Using structured output (JSON Schema)

Ollama supports constraining model output to valid JSON using a JSON Schema via format.

PowerShell example (Windows) — text-only

$schema = @{
  type="object"
  required=@("summary","differential","next_steps","red_flags")
  properties=@{
    summary=@{type="string"}
    differential=@{type="array"; items=@{type="string"}; maxItems=3}
    next_steps=@{type="array"; items=@{type="string"}; maxItems=4}
    red_flags=@{type="array"; items=@{type="string"}; maxItems=5}
  }
}

$body = @{
  model="dcarrascosa/medgemma-1.5-4b-it:Q4_K_M"
  messages=@(@{
    role="user"
    content="Return JSON only. Adult (45M) ate a large meal 2 hours ago; now mild nausea and upper abdominal fullness. No fever, vomiting, black stools. Give general guidance, differential, next steps, red flags."
  })
  format=$schema
  options=@{
    temperature=0.2
    top_p=0.9
    repeat_penalty=1.25
    num_predict=1200
  }
  stream=$false
} | ConvertTo-Json -Depth 10

$res = Invoke-RestMethod http://localhost:11434/api/chat -Method Post -ContentType "application/json" -Body $body
$res.message.content | ConvertFrom-Json | Format-List

Tip: Keep schemas practical. Overly strict schemas can reduce answer quality.


Using vision (image + text)

Ollama vision works through /api/chat by passing base64 images in messages[].images.

PowerShell example — vision + structured JSON

$imgPath = "C:\Users\User\Downloads\00000001_000.png"
$imgB64  = [Convert]::ToBase64String([IO.File]::ReadAllBytes($imgPath))

$schema = @{
  type="object"
  required=@("findings","differential","next_steps")
  properties=@{
    findings=@{type="array"; items=@{type="string"}}
    differential=@{type="array"; items=@{type="string"}; maxItems=3}
    next_steps=@{type="array"; items=@{type="string"}; maxItems=3}
  }
}

$body = @{
  model="dcarrascosa/medgemma-1.5-4b-it:Q8_0"
  messages=@(@{
    role="user"
    content="Return JSON only.
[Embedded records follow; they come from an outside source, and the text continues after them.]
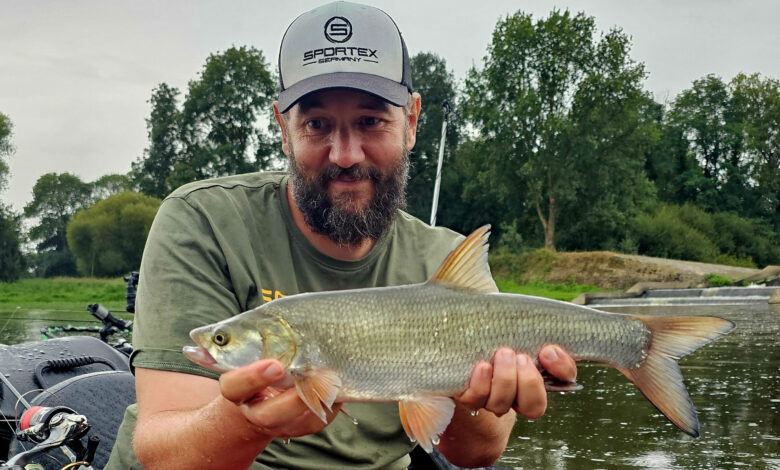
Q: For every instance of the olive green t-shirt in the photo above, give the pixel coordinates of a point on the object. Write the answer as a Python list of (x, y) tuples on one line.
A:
[(223, 246)]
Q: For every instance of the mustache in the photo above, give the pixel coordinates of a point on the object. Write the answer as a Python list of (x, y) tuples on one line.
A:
[(354, 173)]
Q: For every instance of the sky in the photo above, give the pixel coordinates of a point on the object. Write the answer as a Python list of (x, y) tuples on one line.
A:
[(76, 76)]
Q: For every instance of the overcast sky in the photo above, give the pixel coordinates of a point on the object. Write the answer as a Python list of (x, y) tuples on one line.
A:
[(75, 76)]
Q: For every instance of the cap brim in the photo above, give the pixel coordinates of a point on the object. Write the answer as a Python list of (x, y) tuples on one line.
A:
[(388, 90)]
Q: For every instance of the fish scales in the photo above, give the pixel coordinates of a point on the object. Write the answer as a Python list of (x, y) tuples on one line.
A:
[(403, 340), (418, 344)]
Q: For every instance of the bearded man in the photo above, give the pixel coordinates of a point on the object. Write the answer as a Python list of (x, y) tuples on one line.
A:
[(348, 116)]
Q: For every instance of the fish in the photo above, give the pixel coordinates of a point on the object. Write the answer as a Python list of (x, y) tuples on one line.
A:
[(417, 344)]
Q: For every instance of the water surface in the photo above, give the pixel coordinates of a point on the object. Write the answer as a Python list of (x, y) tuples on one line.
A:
[(734, 384)]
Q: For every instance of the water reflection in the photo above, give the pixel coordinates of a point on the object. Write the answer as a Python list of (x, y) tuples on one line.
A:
[(734, 383)]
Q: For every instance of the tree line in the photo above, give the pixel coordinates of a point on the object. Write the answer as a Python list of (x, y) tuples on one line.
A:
[(552, 139)]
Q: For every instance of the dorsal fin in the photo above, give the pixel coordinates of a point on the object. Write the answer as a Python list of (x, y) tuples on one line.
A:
[(467, 267)]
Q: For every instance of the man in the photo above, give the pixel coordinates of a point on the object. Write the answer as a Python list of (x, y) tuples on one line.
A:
[(348, 118)]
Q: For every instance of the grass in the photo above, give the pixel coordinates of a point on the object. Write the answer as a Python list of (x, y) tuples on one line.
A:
[(73, 294), (62, 294), (566, 292)]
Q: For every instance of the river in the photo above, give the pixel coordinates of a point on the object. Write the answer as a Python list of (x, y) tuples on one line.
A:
[(734, 383)]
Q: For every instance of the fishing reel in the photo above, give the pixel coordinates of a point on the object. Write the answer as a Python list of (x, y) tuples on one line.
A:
[(56, 433)]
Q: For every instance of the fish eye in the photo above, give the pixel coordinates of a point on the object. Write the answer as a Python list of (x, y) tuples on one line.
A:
[(220, 338)]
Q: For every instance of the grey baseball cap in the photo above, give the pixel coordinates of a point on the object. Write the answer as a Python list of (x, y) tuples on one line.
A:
[(344, 45)]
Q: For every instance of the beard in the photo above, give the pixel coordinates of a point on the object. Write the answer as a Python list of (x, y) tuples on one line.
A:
[(341, 218)]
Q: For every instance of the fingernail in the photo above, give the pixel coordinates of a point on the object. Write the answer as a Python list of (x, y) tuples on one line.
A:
[(522, 360), (550, 354), (272, 371)]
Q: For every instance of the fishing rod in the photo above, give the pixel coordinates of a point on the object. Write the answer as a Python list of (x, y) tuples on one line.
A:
[(434, 205)]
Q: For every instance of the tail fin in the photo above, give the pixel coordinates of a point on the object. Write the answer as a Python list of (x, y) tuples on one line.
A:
[(659, 378)]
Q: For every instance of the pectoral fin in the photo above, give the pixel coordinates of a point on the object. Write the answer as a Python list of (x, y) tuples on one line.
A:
[(425, 418), (318, 387)]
Analyze this chest X-ray. Provide findings, differential (max 3), next steps (max 3). Avoid repetition."
    images=@($imgB64)
  })
  format=$schema
  options=@{
    temperature=0.2
    repeat_penalty=1.25
    num_predict=1200
  }
  stream=$false
} | ConvertTo-Json -Depth 10

$res = Invoke-RestMethod http://localhost:11434/api/chat -Method Post -ContentType "application/json" -Body $body
$res.message.content | ConvertFrom-Json | Format-List

Important: For medical imaging, treat outputs as non-diagnostic and validate with a clinician and real datasets.
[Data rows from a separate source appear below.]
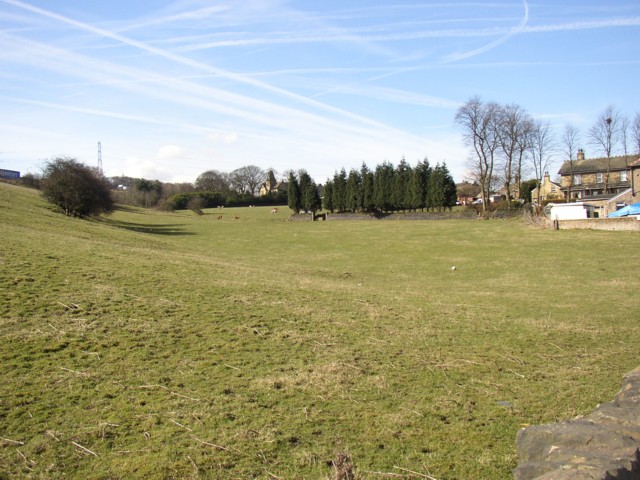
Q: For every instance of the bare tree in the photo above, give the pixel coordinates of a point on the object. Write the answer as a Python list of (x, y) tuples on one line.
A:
[(569, 143), (245, 180), (513, 129), (635, 132), (478, 122), (605, 136), (542, 147), (213, 180)]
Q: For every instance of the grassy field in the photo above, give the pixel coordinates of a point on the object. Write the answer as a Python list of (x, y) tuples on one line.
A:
[(169, 345)]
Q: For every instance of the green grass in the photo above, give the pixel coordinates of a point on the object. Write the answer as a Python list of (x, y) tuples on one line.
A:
[(180, 346)]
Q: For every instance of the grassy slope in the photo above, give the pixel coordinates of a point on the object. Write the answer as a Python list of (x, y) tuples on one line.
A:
[(177, 346)]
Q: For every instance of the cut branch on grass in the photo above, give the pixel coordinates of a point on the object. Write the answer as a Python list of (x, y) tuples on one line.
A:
[(209, 444), (91, 353), (85, 449), (13, 442), (185, 396), (82, 374), (180, 425), (422, 475)]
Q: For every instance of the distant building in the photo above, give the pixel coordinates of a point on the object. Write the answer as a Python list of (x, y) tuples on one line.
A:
[(587, 178), (272, 186), (605, 183), (548, 190), (9, 174)]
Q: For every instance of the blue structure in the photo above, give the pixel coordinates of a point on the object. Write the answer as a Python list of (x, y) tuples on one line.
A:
[(633, 209), (9, 174)]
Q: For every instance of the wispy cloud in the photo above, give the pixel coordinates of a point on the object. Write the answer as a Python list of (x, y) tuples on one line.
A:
[(490, 46)]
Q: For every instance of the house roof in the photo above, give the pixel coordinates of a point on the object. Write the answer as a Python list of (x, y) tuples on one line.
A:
[(593, 165)]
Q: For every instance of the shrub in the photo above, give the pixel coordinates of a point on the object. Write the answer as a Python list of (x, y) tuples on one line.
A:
[(166, 205), (196, 204), (79, 190)]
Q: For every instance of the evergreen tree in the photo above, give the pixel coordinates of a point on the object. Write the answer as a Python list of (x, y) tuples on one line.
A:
[(435, 189), (294, 199), (353, 191), (418, 185), (441, 191), (383, 183), (367, 203), (309, 193), (401, 193), (450, 191), (327, 196), (339, 190)]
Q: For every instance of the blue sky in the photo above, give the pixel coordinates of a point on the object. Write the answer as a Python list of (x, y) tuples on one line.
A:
[(172, 88)]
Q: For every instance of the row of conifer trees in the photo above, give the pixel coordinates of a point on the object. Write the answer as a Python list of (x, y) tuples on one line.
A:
[(388, 188)]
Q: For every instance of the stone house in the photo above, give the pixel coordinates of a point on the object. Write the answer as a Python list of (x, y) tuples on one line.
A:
[(467, 192), (635, 181), (588, 178), (606, 183), (271, 185)]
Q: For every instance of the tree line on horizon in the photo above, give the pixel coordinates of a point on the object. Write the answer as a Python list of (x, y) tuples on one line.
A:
[(387, 188)]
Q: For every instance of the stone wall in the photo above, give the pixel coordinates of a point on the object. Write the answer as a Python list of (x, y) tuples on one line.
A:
[(624, 223), (604, 445)]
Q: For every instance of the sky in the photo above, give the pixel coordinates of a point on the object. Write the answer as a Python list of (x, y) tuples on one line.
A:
[(173, 88)]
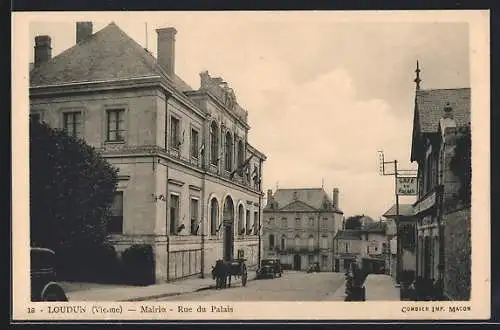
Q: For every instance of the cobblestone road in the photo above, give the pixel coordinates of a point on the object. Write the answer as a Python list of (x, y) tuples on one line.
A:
[(293, 286)]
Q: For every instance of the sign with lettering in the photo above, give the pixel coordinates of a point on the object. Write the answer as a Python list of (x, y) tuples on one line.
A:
[(406, 186)]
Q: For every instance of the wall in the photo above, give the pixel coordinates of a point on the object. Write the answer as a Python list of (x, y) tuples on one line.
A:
[(140, 118), (457, 246)]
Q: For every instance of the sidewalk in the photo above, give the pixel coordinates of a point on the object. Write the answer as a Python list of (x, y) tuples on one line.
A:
[(142, 293), (381, 287)]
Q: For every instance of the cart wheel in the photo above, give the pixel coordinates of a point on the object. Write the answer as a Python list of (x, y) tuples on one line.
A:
[(244, 276)]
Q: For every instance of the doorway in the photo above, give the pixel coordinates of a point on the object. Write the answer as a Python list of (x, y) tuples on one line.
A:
[(337, 265), (296, 262), (228, 222)]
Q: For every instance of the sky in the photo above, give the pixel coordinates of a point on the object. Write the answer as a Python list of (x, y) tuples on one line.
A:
[(323, 95)]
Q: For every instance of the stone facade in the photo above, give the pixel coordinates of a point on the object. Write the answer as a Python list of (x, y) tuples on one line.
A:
[(171, 194), (299, 230), (443, 220)]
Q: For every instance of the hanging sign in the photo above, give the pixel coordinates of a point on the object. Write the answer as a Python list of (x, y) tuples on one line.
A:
[(406, 185)]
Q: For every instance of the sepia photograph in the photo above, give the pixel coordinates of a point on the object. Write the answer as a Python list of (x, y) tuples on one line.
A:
[(186, 162)]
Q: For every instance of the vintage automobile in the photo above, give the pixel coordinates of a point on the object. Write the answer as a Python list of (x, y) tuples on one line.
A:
[(43, 276), (269, 268), (313, 268)]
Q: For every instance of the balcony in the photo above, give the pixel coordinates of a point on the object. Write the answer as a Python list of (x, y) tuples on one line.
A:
[(294, 250), (210, 168)]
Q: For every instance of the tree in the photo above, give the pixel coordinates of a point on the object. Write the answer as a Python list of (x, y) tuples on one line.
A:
[(353, 222), (71, 190)]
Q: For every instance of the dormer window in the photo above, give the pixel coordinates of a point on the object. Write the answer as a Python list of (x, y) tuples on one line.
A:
[(214, 143)]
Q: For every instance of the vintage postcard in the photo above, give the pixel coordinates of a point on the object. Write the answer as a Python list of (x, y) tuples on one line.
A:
[(315, 165)]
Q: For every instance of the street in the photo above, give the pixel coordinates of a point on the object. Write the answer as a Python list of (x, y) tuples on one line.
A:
[(293, 286)]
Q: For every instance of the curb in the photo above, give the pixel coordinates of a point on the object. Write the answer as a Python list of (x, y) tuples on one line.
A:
[(171, 294)]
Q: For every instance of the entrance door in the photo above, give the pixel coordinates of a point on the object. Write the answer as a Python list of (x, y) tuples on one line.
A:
[(228, 242), (296, 262), (228, 222)]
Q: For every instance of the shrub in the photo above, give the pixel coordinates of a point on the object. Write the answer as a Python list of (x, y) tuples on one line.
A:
[(139, 265)]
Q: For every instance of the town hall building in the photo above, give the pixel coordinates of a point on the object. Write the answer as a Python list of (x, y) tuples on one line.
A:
[(189, 180)]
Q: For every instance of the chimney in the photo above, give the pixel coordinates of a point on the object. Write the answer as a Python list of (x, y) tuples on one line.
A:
[(166, 49), (83, 31), (336, 198), (43, 50)]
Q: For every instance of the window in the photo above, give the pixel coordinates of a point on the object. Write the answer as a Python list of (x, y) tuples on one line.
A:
[(174, 214), (248, 222), (324, 261), (214, 143), (283, 242), (175, 140), (229, 152), (115, 224), (240, 153), (35, 117), (241, 220), (324, 242), (271, 241), (194, 217), (324, 224), (297, 242), (214, 213), (73, 123), (194, 143), (256, 222), (311, 243), (116, 125)]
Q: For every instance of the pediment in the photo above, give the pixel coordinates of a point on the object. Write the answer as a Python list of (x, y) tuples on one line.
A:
[(297, 206)]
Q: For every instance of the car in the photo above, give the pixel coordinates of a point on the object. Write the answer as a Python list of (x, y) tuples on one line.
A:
[(269, 268), (43, 276), (313, 268)]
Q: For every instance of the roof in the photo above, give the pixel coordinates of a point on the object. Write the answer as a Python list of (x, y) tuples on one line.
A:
[(431, 102), (108, 54), (313, 197), (348, 234), (404, 210)]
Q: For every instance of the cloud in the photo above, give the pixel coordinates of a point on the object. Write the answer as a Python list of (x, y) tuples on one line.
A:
[(317, 130)]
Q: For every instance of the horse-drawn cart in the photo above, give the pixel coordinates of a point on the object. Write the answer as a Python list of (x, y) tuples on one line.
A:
[(224, 270)]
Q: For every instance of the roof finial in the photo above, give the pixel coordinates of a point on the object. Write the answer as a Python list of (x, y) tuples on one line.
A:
[(417, 79)]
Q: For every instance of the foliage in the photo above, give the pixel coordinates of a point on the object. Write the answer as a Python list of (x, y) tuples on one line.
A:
[(461, 165), (71, 190), (353, 222)]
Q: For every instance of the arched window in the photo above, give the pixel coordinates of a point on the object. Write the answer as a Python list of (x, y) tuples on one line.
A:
[(214, 214), (229, 152), (297, 242), (240, 153), (324, 242), (241, 220), (214, 143), (271, 241), (283, 242), (311, 243)]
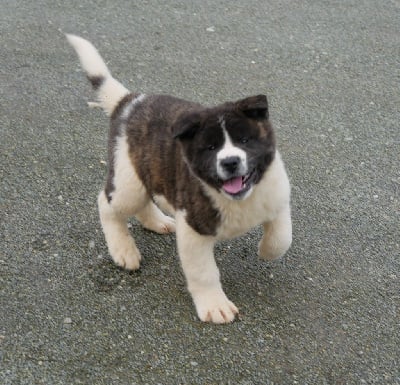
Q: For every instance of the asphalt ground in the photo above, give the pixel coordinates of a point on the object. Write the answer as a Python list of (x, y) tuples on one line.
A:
[(327, 313)]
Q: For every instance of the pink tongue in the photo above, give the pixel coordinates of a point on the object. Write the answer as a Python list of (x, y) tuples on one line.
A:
[(233, 186)]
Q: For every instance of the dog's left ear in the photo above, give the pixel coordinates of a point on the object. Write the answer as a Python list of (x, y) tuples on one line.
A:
[(254, 107), (186, 125)]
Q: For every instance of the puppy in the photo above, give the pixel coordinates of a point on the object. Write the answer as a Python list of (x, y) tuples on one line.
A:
[(215, 169)]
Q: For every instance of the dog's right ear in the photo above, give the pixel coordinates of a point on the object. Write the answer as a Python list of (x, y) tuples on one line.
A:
[(186, 125)]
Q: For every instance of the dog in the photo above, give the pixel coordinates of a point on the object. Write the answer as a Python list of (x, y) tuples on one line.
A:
[(208, 173)]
Tool calling (function calling) — how to think about it

Ollama can return structured “tool calls” if your application layer implements a tool schema and runs the tools. The model doesn’t execute tools by itself—you do.

Typical loop:

  1. user question
  2. model outputs a tool call (JSON)
  3. your app executes tool (DB lookup / RAG / calculator)
  4. your app feeds results back to the model
  5. model finalizes answer

Best use cases:

  • RAG retrieval (guidelines, manuals, policies)
  • Clinical workflow orchestration (non-decision support)
  • Calling internal APIs (EHR integrations, scheduling)
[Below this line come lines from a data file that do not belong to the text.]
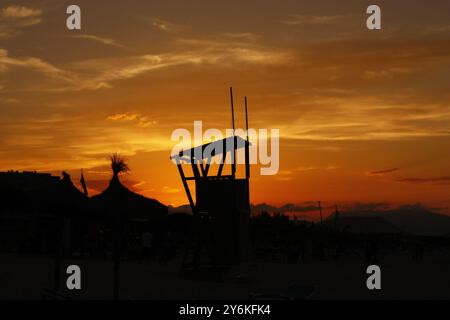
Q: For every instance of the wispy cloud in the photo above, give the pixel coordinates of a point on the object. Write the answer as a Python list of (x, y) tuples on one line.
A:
[(140, 120), (444, 180), (14, 18), (165, 25), (383, 172), (6, 62), (102, 40), (297, 19)]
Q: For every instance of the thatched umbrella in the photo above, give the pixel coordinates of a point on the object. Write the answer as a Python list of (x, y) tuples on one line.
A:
[(121, 204)]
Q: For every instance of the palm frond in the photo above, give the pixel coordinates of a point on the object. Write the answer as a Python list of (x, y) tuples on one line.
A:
[(118, 164)]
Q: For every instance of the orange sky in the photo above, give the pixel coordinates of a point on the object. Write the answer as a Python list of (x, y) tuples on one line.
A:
[(363, 115)]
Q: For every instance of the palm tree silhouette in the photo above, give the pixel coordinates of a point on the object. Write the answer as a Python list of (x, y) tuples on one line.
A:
[(118, 165)]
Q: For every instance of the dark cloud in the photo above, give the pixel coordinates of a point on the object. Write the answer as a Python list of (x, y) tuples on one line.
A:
[(444, 180)]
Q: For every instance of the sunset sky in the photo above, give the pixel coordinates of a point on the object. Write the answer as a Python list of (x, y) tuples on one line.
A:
[(364, 116)]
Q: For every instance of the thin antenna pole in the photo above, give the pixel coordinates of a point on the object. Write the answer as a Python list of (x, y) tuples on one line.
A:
[(320, 209), (247, 151), (233, 162)]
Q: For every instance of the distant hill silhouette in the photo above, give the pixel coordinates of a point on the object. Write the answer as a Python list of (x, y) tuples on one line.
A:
[(413, 219), (362, 224)]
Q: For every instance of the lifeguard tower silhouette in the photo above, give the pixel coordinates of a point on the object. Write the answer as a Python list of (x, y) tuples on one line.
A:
[(222, 202)]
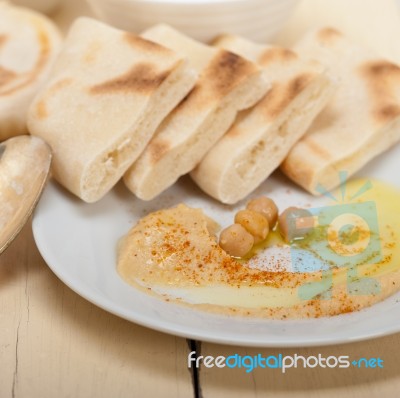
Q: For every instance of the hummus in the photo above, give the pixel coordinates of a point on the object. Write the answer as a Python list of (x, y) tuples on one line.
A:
[(174, 253)]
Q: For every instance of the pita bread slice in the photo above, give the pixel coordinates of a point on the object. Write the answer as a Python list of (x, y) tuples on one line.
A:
[(107, 93), (29, 43), (262, 136), (361, 121), (227, 84)]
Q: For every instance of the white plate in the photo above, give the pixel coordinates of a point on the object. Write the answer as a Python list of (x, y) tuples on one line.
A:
[(78, 242)]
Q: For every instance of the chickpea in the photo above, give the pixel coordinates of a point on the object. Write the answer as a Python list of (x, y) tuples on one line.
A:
[(253, 222), (266, 207), (295, 223), (236, 241)]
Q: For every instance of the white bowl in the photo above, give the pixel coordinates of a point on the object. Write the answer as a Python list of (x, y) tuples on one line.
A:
[(258, 20)]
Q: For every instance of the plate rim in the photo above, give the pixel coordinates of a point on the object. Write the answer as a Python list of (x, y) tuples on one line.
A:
[(184, 331)]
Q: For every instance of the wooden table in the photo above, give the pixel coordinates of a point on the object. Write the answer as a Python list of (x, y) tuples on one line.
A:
[(53, 343)]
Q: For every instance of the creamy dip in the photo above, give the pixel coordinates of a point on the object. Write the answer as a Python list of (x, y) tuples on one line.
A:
[(174, 253)]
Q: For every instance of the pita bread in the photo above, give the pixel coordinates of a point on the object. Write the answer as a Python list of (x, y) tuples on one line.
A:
[(29, 43), (361, 121), (227, 83), (107, 93), (262, 136)]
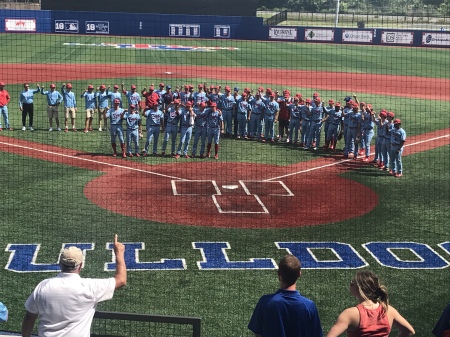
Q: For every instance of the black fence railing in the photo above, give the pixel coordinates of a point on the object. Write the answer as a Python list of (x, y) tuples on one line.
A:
[(119, 324), (276, 19)]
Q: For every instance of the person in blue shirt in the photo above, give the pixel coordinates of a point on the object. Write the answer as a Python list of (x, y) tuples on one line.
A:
[(286, 313), (26, 104), (54, 99)]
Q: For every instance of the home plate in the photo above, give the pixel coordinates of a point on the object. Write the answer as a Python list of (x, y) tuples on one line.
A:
[(230, 187)]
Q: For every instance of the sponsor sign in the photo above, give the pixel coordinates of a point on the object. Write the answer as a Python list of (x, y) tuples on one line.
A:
[(397, 37), (151, 46), (20, 25), (24, 258), (361, 36), (184, 30), (97, 27), (312, 34), (222, 31), (283, 33), (66, 26), (436, 39)]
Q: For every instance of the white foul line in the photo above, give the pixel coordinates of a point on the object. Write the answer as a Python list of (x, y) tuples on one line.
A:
[(93, 161), (346, 160)]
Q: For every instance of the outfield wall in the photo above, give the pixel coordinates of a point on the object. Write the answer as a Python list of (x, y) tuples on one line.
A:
[(206, 26)]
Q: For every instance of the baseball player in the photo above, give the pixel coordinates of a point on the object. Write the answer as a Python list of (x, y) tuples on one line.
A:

Security tip: Validate tool args. Treat them as untrusted input.


“Thinking” / reasoning trace

Some models emit visible “thinking” tokens depending on the template and model behavior. For production:

  • prefer structured outputs for machine parsing,
  • keep “thinking” out of the user-facing response,
  • log it separately only if needed.

If you need strict separation (final vs reasoning), enforce it via JSON schema fields like { "final": "...", "reasoning": "..." }.


Recommended parameters

These are sane defaults for a “medical assistant” style:

  • temperature: 0.2
  • top_p: 0.9
  • repeat_penalty: 1.25
  • num_predict: 1200 (raise to 4096 if you want long structured outputs)

Attribution

This Ollama repo packages the upstream model:

  • Google MedGemma 1.5 4B IT: google/medgemma-1.5-4b-it

Please cite the upstream technical report when appropriate:

Sellergren et al., “MedGemma Technical Report.” arXiv:2507.05201 (2025).


License / Terms

Use is governed by the Health AI Developer Foundations terms of use. Ensure your downstream use and any redistribution complies with those terms.